The quest is likely to end in heartbreak for many, with American authorities already having warned off the group that includes people of all ages and some entire families.
“I want to work for my house and a car, to work and live a dignified life with my family,” said Melvin Fernandez, a taxi driver from the Caribbean port city of La Ceiba in Honduras, who set off on the long journey with his wife and three children, aged 10, 15 and 22.
Most of the group set off shortly after 4 a.m. (1000 GMT) from the transport terminal of San Pedro Sula, Honduras’ second-largest city, headed for Agua Caliente on the Guatemalan border some 260 km (162 miles) away.
The migrants walked along side roads wearing backpacks, some holding the Honduras flag, many with small children in their arms, and most with facemasks to protect against the coronavirus.
The migrants say they hope to catch lifts from passing motorists or truckers or, failing that, walk the entire way.
To enter Guatemala, the first country on their route, however, the migrants will have to show travel documents and a negative coronavirus test — requirements that not all of them meet.
“We are leaving with a broken heart, because in my case, I leave my family, my husband and my three children behind,” 36-year-old Jessenia Ramirez told AFP.
“We are going in search of a better future, a job so we can send a few cents back home. We are trusting in God to open our path, Biden is supposed to give work opportunities to those who are there (on American soil).”
The travelers are hopeful that Biden, who takes over the US presidency on Wednesday, will be more flexible than his predecessor Donald Trump.
Biden has promised “a fair and humane immigration system” and pledged aid to tackle the root causes of poverty and violence that drive Central Americans to the United States.
But Mark Morgan, acting Commissioner of the US Customs and Border Protection, warned the group last week not to “waste your time and money.”
The US commitment to the “rule of law and public health” is not affected by the change in administration, he said in a statement.
More than a dozen caravans, some with thousands of migrants, have set off from Honduras since October 2018.
But all have run up against thousands of US border guards and soldiers under Trump, who has characterized immigrants from Mexico as “rapists” who were “bringing drugs” and other criminal activity to the United States.
Guatemala, Mexico and Honduras have an agreement with the United States to stop north-bound migratory flows from the south of the continent.
Honduras has mobilized 7,000 police officers to supervise the latest caravan on its journey to the Guatemalan border.
Guatemala declared seven departments in a state of “alert,” giving security forces the authority to “forcibly dissolve” any type of public groupings.
On Friday, officials said they had already returned about 100 Hondurans who began the trip from San Pedro Sula on Thursday and entered Guatemala illegally, without Covid tests. Another 600-odd migrants who arrived at the border were prevented from entering, Guatemalan police reported.

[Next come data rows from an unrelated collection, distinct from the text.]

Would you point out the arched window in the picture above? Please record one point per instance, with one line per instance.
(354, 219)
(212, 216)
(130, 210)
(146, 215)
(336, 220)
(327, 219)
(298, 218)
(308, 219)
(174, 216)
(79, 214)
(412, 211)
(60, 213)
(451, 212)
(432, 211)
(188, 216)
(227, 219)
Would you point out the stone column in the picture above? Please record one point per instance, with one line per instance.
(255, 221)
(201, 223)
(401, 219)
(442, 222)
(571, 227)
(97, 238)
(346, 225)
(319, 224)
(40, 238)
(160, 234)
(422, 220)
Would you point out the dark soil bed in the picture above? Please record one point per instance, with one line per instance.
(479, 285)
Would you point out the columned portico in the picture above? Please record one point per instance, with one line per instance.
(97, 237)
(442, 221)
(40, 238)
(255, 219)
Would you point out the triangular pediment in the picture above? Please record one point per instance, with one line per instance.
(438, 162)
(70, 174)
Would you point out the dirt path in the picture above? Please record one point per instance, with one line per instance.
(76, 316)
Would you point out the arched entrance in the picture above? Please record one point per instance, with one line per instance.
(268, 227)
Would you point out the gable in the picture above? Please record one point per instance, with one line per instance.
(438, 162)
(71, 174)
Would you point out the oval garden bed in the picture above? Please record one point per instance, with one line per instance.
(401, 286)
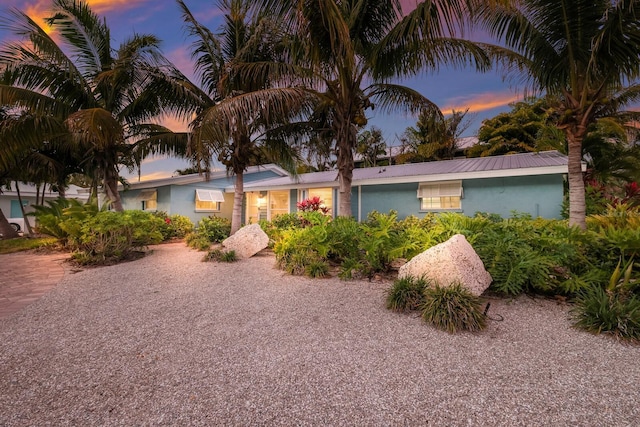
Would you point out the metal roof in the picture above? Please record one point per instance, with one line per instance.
(195, 178)
(523, 164)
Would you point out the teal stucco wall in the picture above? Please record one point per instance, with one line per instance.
(540, 195)
(180, 199)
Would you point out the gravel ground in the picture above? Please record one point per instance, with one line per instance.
(171, 340)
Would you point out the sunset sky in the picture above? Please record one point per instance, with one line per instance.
(484, 94)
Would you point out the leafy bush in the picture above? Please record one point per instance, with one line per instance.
(344, 235)
(113, 236)
(196, 241)
(181, 226)
(313, 204)
(406, 294)
(453, 308)
(317, 269)
(300, 248)
(174, 226)
(221, 256)
(599, 311)
(63, 218)
(214, 229)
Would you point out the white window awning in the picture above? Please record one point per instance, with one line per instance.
(209, 195)
(146, 195)
(443, 189)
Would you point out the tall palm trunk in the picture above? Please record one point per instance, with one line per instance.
(238, 197)
(577, 205)
(346, 142)
(345, 176)
(111, 189)
(24, 216)
(5, 228)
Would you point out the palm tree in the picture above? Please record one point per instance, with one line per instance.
(347, 52)
(435, 137)
(91, 98)
(234, 112)
(585, 53)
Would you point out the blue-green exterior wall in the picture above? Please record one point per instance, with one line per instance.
(180, 199)
(540, 195)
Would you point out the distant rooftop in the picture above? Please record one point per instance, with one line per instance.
(523, 164)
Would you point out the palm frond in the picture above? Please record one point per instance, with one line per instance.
(87, 36)
(392, 97)
(95, 127)
(206, 50)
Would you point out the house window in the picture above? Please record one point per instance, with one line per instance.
(278, 203)
(148, 200)
(440, 196)
(325, 194)
(208, 200)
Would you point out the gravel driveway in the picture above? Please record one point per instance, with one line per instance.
(171, 340)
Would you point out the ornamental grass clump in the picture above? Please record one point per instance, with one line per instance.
(602, 312)
(406, 294)
(220, 256)
(453, 308)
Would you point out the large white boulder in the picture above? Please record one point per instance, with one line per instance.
(247, 241)
(453, 261)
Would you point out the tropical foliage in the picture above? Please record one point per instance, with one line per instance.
(233, 112)
(74, 103)
(346, 54)
(434, 137)
(583, 53)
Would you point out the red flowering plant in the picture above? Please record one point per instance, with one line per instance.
(313, 204)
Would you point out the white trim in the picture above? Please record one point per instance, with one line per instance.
(195, 178)
(440, 189)
(147, 195)
(203, 195)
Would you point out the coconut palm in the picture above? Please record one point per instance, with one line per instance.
(79, 91)
(232, 115)
(434, 137)
(586, 53)
(348, 52)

Hundreds of police and soldiers manned three border crossings to stop the caravan. Many wore gas masks and carried shields and truncheons.
On the Honduran side, in the town of El Florido, there were signs of desperation.
“We will not move until they let us cross. We will stage a hunger strike,” said Dania Hinestrosa, 23, waiting with her young daughter.
“We have no work or food. That is why I am traveling to the United States,” she said.
Mexican authorities said late Thursday that 500 immigration officers were being deployed to the Guatemalan border in anticipation of the caravan’s arrival.
But the migrants are keeping the end goal in sight.
Among them, 28-year-old Eduardo Lanza said he dreamed of living in a country where people of different sexual orientations can live with dignity, “respect... and a job opportunity.”
Norma Pineda, 51, said last year’s hurricanes left her “on the street.”